Bicyclic peptide phage library production

  1. Inoculate 1L 2YT media with the phage library cell stock to reach OD600 of 0.1.
  2. Produce the phage library at 30°C with 230rpm shaking for 16hours.
  3. Centrifuge the culture at 6000rpm for 30mins at 4°C, and collect the supernatant.
  4. At ? volume of PEG/NaCl solution (20% PEG-6000 (w/v), 2.5 M NaCl), and mix well.
  5. Incubate the upper mixture solution in ice for another one hour by shaking the bottle every another 15 mins.
  6. Pellet the phage by centrifugation at 7000rpm for 45 mins. Dump the supernatant and collect the phage pellet.
  7. Suspend the phage pellet in 10mL buffer R (20mM NH4HCO3, 5mM EDTA)
  8. Add 1mM TCEP to the upper phage solution and reduce the phage at 42°C for 1 hour.
  9. Remove excess TCEP by concentrating the phage solution in vivaspin colume (100K cutoff) to 1mL.
  10. Add 3mL well degassed buffer R and spin the solution to 1mL. repeat this step for another two times.
  11. Add 8mL buffer R the remaining 1mL phage solution and transfer the phage solution to a new falcon tube.

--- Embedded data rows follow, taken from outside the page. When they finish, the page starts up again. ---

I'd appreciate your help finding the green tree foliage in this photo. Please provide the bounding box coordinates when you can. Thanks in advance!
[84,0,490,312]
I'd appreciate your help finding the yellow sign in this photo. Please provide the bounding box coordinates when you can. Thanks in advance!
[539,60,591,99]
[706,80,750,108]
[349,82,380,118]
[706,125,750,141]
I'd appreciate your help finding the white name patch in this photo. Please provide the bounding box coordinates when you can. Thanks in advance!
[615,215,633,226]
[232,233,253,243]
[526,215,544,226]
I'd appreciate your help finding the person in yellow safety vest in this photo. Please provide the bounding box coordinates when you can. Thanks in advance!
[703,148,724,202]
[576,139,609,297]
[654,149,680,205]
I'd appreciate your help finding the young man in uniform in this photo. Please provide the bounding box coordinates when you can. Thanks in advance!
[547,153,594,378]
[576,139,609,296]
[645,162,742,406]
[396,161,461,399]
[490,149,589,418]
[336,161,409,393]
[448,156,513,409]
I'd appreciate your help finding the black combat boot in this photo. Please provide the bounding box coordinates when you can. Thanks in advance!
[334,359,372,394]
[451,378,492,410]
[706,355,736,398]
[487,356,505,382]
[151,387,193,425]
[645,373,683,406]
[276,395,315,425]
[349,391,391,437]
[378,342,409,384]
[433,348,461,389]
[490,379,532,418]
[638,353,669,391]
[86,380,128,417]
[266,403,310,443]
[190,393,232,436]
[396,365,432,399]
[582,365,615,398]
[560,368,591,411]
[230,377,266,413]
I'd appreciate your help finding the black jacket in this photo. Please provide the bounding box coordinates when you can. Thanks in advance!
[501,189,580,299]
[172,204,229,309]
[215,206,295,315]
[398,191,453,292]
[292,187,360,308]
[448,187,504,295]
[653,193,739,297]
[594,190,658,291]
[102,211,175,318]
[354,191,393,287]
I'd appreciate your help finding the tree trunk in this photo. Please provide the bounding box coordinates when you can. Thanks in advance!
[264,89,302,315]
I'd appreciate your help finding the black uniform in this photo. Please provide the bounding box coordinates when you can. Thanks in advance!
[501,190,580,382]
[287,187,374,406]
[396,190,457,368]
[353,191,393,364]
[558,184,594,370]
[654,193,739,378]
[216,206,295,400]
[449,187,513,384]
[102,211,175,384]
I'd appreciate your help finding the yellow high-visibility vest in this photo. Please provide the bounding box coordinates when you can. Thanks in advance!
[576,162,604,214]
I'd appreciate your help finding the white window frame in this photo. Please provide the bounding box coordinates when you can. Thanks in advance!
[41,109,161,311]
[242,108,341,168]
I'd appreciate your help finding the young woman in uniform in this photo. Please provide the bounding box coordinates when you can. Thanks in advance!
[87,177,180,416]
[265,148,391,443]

  12. Add 2mL of 100uM TBMB in ACN to the phage solution to perform the bicyclic modification.
  13. Incubate the modification reaction mixture at 30°C for 1 hour.
  14. Add 2.5mL PEG/NaCl solution to precipitate the modified phage.
  15. Resuspend the bicyclic peptide phage library in a suitable buffer for the target protein supplemented with 1% BSA, 0.1% Tween-20.